Di segno opposto le reazioni delle associazioni per i diritti delle persone transgender e dei loro alleati politici. I Verdi britannici, da sempre sostenitori dei diritti trans, hanno definito la sentenza “molto preoccupante per i diritti umani” e “un grave colpo ad alcune delle persone più marginalizzate nella nostra società”. L’associazione Scottish Trans ha invitato le persone transgender a “non cedere al panico”, mentre la modella e attivista trans Munroe Bergdorf ha scritto su Instagram un messaggio di solidarietà: “stringiamoci vicini, attraverseremo tutto questo assieme”.

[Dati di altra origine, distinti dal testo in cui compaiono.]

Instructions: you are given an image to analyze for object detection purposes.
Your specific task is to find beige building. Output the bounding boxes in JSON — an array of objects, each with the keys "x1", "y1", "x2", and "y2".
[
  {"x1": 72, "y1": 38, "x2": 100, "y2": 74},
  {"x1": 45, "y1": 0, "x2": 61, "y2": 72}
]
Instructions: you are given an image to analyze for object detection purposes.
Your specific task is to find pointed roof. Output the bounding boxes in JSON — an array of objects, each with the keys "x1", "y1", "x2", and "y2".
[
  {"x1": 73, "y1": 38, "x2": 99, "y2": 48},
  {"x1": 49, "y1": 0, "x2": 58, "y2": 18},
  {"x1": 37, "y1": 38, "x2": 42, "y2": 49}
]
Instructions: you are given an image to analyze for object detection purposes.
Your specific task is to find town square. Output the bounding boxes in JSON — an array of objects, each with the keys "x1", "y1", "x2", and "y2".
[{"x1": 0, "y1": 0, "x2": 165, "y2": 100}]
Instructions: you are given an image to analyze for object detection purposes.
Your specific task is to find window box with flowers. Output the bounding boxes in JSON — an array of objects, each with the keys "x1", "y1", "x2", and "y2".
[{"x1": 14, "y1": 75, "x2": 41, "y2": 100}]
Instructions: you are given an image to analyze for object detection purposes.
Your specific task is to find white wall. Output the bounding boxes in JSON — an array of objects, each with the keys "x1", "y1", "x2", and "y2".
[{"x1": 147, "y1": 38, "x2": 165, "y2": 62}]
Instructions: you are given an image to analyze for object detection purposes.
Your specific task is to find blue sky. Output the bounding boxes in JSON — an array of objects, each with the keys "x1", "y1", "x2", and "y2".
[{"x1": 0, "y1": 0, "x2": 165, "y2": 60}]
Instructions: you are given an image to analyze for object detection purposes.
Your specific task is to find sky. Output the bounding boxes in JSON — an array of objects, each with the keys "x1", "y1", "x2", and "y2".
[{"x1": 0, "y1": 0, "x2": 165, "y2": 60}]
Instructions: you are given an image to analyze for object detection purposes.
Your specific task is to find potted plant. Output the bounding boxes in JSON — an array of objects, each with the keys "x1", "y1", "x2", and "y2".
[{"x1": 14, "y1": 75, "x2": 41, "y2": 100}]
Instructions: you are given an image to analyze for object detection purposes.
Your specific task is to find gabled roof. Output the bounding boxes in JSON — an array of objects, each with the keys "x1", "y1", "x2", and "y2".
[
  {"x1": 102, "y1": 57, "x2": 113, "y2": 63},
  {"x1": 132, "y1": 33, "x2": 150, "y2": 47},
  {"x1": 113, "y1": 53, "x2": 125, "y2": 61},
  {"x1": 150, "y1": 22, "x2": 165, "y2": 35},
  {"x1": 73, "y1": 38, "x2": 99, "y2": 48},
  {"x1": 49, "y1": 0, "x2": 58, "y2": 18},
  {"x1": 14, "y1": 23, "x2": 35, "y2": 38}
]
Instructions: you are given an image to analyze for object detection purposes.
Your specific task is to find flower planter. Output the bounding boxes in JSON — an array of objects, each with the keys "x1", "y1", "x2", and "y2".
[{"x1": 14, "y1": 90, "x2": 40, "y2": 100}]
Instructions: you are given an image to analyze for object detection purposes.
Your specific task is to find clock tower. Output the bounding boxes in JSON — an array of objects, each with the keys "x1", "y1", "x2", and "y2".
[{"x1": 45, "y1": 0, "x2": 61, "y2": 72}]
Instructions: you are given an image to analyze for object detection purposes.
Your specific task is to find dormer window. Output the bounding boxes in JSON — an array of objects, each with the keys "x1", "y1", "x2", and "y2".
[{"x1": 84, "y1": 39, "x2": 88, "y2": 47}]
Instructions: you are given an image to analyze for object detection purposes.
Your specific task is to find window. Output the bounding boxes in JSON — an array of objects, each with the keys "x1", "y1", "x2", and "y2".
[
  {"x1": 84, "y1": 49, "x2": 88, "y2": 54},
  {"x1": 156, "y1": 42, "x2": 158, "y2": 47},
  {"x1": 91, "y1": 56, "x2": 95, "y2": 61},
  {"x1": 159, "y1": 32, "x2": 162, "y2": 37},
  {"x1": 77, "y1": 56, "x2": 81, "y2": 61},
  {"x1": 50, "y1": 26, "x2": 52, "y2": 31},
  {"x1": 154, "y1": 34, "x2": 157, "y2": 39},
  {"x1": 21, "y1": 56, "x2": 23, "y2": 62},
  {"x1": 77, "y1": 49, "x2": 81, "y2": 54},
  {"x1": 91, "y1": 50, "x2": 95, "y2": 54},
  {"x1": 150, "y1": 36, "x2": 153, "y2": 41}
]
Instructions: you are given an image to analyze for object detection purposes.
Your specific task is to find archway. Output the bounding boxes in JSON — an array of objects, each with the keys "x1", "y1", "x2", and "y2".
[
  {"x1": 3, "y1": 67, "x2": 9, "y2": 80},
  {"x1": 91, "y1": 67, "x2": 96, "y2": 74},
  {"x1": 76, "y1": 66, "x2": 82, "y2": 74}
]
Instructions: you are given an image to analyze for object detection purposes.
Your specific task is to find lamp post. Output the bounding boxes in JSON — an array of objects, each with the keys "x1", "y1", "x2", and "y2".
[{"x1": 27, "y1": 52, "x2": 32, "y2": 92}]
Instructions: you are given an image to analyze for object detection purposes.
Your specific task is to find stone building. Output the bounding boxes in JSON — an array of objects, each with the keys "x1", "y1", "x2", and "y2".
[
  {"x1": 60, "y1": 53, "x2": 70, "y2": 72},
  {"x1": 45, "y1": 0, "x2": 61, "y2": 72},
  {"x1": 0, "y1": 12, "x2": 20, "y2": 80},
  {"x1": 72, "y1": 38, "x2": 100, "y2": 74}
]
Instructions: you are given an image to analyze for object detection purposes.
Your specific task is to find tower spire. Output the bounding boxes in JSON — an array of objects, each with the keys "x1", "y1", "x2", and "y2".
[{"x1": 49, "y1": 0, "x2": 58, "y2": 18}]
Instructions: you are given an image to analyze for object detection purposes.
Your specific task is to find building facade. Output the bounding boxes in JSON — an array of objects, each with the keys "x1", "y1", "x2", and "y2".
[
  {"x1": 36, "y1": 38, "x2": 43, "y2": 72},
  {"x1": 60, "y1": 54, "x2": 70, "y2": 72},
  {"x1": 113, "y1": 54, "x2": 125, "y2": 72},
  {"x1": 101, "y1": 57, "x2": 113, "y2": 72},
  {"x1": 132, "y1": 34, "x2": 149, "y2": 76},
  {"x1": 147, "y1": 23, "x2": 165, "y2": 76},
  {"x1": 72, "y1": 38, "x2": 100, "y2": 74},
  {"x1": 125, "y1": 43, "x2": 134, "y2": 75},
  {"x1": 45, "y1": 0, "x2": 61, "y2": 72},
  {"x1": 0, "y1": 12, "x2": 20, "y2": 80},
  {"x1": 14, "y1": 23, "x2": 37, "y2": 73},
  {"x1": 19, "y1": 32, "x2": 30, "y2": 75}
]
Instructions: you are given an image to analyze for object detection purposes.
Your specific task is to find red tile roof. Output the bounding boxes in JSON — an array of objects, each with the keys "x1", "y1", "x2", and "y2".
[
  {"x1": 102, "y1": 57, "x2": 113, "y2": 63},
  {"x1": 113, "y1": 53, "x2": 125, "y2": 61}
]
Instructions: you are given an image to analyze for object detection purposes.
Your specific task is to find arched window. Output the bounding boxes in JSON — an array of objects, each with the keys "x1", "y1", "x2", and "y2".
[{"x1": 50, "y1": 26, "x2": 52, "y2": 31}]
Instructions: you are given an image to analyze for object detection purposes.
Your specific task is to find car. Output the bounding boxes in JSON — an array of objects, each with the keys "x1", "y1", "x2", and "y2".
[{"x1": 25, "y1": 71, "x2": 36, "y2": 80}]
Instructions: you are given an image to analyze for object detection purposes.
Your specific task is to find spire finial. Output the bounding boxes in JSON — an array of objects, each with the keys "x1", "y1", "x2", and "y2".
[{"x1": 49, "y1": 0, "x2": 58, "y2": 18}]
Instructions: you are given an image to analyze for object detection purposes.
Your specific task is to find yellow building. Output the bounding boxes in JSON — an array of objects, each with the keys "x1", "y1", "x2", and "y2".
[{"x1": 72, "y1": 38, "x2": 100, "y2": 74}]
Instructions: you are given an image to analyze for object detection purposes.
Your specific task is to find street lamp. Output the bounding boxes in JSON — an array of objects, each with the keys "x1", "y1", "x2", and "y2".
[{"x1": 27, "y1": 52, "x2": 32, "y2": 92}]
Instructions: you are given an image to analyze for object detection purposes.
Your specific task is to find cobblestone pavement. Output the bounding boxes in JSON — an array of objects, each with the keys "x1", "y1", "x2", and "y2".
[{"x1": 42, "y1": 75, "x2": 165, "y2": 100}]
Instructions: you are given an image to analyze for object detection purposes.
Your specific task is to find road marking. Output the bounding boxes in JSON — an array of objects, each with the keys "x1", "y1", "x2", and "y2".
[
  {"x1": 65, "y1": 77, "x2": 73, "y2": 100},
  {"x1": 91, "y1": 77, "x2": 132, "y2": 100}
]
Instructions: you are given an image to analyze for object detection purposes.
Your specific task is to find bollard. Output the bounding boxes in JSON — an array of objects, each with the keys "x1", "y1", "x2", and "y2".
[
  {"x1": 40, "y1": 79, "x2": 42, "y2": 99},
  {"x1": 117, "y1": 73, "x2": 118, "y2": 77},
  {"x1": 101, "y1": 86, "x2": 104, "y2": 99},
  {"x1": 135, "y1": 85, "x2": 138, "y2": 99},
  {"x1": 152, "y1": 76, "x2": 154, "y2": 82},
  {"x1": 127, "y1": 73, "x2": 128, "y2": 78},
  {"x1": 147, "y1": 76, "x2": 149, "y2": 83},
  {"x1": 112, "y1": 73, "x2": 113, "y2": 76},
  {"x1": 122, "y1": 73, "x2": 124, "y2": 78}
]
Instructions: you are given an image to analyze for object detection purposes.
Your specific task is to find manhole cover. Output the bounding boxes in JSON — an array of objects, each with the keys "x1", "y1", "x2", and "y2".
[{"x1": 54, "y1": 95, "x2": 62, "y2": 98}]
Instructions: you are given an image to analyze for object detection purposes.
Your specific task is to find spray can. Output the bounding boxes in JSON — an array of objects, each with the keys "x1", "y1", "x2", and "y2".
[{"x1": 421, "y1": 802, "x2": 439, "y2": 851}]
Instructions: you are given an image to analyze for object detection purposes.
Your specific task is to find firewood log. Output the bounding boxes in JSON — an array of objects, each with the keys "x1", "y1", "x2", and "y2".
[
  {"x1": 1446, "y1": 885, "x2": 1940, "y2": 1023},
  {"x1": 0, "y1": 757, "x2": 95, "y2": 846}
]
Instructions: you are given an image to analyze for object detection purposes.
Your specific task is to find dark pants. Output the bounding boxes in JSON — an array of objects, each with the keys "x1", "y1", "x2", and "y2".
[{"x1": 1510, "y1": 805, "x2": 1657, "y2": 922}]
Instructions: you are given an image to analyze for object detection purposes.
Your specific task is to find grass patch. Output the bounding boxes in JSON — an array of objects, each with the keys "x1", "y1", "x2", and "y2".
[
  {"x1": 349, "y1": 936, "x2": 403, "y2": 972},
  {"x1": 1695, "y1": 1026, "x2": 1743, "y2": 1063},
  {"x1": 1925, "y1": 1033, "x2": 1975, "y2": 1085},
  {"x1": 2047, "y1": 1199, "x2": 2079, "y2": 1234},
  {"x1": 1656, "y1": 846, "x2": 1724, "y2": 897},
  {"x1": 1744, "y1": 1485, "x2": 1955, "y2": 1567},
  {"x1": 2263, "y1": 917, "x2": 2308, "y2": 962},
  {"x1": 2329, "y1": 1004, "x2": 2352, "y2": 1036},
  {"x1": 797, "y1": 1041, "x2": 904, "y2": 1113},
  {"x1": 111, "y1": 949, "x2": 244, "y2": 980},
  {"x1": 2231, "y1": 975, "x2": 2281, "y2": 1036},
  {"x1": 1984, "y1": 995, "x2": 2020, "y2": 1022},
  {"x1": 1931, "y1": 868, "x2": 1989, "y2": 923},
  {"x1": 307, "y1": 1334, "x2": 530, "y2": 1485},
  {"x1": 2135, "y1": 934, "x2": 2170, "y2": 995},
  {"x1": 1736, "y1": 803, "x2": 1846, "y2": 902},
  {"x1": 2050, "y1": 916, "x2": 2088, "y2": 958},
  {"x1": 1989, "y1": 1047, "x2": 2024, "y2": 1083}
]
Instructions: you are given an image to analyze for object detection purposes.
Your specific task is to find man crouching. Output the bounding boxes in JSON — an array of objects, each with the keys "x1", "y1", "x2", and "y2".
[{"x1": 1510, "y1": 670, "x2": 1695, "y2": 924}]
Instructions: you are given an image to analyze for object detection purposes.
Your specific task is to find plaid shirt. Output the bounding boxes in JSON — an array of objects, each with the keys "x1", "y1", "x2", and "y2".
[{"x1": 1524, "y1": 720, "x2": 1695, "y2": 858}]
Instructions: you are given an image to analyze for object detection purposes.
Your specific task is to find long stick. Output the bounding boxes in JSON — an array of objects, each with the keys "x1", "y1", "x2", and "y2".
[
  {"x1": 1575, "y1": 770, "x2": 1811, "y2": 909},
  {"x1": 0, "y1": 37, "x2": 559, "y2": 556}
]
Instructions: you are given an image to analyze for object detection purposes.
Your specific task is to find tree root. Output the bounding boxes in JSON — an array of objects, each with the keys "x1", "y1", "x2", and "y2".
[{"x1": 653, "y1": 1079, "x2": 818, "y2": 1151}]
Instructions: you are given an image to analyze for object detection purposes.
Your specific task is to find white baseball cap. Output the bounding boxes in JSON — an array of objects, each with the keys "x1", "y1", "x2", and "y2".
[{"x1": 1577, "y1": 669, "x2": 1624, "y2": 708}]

Questa sentenza della Corte Suprema britannica si inserisce in un contesto più ampio di controversie legali e sociali riguardanti i diritti delle persone transgender non solo nel Regno Unito, ma in diversi paesi occidentali. La decisione avrà probabilmente ripercussioni significative sulla gestione degli spazi e dei servizi segregati per sesso, come ospedali, carceri, spogliatoi e centri di accoglienza, oltre che sulle politiche di quote e rappresentanza di genere nelle istituzioni pubbliche. La sentenza rappresenta un precedente giuridico importante che potrebbe influenzare future legislazioni e decisioni giudiziarie in materia di diritti delle persone transgender e definizione legale dell’identità di genere.